In the early days of e-mail, you would run uuencode yourself
and paste the uuencoded file into your e-mail message.
Here is typical output
from the uuencode program:
begin 644 reports
M9W)E<" B<&P_(B O=F%R+VQO9R]H=’1P9"]W96(V-C1F-
BYA8V-E<W,N;&]GM(’P@8W5T("UF(#(@+60@(C\B(’P@8W5T
("UF(#$@+60@(B8B(#X@<V5A<F-HM+61A=&$M)#$*?B]C;
W5N="UP86=E<R!\(’-O<G0@/B!S=&%T<RTD,0IC<
" @M?B]W96)S:71E+V-G:2UB:6XO<W5G9V5S="UD871A+V1A=
&$@<W5G9V5S="TDM,0IC<"!^+W=E8G-I=&4O8V=I+6)I;B
]W:&5R92UD871A+V1A=&$@=VAE<F4MM)#$*8W @?B]W96)S:7
1E+V-G:2UB:6XO96UA:6QE<BUD871A+V1A=&$@96UAL:6PM)#
$*?B]G971L;V<@/B!L;V=S+20Q"GXO=&]T86P@/B!T;W1A;"T
D,0IA
End
The recipient would
then save the uuencoded portion of the message to a file and
run uudecode on it to translate it back to binary.

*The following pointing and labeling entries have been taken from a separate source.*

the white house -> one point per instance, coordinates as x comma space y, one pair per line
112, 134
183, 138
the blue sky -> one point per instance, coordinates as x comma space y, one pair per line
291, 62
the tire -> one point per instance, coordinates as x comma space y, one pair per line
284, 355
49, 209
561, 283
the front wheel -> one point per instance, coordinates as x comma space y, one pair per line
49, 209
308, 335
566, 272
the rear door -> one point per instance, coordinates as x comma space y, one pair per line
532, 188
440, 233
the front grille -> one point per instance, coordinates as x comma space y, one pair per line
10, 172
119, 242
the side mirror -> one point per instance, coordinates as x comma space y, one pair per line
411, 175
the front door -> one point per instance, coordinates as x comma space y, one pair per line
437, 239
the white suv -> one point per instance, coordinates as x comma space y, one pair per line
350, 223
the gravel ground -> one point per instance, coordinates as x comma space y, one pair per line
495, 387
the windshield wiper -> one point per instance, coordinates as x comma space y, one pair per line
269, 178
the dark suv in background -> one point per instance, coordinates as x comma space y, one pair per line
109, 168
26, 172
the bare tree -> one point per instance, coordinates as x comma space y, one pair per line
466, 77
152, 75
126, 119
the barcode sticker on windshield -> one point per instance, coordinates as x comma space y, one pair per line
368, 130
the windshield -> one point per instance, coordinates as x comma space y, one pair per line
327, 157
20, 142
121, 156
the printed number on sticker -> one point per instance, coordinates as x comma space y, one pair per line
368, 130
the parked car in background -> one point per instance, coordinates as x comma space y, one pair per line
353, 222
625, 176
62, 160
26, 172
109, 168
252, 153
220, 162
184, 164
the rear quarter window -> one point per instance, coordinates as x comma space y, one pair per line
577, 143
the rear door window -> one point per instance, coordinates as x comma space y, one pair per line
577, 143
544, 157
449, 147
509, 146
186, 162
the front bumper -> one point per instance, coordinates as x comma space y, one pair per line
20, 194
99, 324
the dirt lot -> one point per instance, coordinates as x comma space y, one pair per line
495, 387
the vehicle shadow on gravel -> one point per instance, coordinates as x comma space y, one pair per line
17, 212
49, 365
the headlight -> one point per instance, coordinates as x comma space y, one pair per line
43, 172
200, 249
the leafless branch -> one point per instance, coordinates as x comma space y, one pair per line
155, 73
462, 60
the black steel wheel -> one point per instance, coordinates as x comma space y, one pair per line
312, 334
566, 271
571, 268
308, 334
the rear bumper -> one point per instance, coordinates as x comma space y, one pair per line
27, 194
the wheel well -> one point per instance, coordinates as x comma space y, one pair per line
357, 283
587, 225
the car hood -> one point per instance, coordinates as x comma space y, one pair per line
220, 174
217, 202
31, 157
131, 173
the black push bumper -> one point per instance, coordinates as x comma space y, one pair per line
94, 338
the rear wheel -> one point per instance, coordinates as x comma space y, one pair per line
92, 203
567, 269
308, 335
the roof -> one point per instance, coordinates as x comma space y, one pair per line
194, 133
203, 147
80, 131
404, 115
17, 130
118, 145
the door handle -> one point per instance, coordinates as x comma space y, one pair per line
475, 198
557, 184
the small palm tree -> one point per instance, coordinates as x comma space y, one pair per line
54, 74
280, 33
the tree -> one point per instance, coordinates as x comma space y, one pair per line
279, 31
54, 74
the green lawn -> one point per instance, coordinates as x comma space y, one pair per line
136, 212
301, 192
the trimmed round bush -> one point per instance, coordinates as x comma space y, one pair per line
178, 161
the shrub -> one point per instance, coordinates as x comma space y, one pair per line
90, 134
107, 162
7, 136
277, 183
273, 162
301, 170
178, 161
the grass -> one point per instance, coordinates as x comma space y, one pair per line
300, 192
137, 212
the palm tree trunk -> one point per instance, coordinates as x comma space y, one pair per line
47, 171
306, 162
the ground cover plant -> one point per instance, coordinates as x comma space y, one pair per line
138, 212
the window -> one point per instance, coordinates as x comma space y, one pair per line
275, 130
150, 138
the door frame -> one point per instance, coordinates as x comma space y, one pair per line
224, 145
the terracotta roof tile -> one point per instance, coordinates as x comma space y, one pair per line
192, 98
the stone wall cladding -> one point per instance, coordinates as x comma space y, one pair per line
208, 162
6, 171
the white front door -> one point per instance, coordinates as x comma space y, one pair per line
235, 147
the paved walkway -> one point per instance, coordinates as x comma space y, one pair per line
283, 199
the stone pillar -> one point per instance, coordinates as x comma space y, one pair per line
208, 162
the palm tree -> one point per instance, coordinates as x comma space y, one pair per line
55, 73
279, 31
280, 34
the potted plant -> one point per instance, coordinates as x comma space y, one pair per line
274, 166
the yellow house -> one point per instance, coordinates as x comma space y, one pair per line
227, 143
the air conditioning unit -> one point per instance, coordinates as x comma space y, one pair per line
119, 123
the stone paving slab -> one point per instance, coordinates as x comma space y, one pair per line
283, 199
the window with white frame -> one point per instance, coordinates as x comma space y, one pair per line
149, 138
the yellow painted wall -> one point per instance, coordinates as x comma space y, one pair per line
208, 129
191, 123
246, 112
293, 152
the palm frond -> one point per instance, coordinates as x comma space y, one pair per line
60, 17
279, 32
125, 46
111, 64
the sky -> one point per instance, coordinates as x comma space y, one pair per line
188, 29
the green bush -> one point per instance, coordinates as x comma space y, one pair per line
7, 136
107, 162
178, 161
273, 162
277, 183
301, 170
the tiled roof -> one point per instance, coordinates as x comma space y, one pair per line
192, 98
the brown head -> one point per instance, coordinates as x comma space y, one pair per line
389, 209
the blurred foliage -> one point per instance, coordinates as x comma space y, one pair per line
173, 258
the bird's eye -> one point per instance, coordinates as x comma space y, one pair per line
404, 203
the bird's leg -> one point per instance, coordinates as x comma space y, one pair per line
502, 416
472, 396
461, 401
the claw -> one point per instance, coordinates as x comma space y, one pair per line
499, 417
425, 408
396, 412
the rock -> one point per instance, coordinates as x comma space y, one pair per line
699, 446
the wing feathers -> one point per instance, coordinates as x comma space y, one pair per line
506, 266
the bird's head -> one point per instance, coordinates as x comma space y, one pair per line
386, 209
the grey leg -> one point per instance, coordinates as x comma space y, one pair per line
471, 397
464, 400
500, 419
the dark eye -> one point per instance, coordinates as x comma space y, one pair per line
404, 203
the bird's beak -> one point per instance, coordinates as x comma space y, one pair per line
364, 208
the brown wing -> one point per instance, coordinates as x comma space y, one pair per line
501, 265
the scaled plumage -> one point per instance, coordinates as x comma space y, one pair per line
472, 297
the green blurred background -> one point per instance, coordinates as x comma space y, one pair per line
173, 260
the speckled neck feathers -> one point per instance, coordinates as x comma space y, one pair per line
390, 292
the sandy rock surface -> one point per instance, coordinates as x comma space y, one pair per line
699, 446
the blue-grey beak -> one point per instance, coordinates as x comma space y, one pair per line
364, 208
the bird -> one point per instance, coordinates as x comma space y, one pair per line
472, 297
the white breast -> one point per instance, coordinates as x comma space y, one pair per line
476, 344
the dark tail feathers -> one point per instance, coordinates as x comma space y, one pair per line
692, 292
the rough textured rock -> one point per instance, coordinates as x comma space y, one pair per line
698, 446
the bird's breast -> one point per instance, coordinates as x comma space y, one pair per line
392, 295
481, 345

The word "reports" in the first line tells uudecode what to
name the output file.
Modern e-mail clients
are doing exactly the same thing, but they run uuencode and
uudecode for you automatically. If you look at a raw e-mail
file that contains attachments, you’ll find that the attachment
is represented in the same uuencoded text format shown above!
Considering its tremendous
impact on society, having forever changed the way we communicate,
today’s e-mail system is one of the simplest things ever devised!
There are parts of the system, like the routing rules in sendmail,
that get complicated, but the basic system is incredibly straightforward.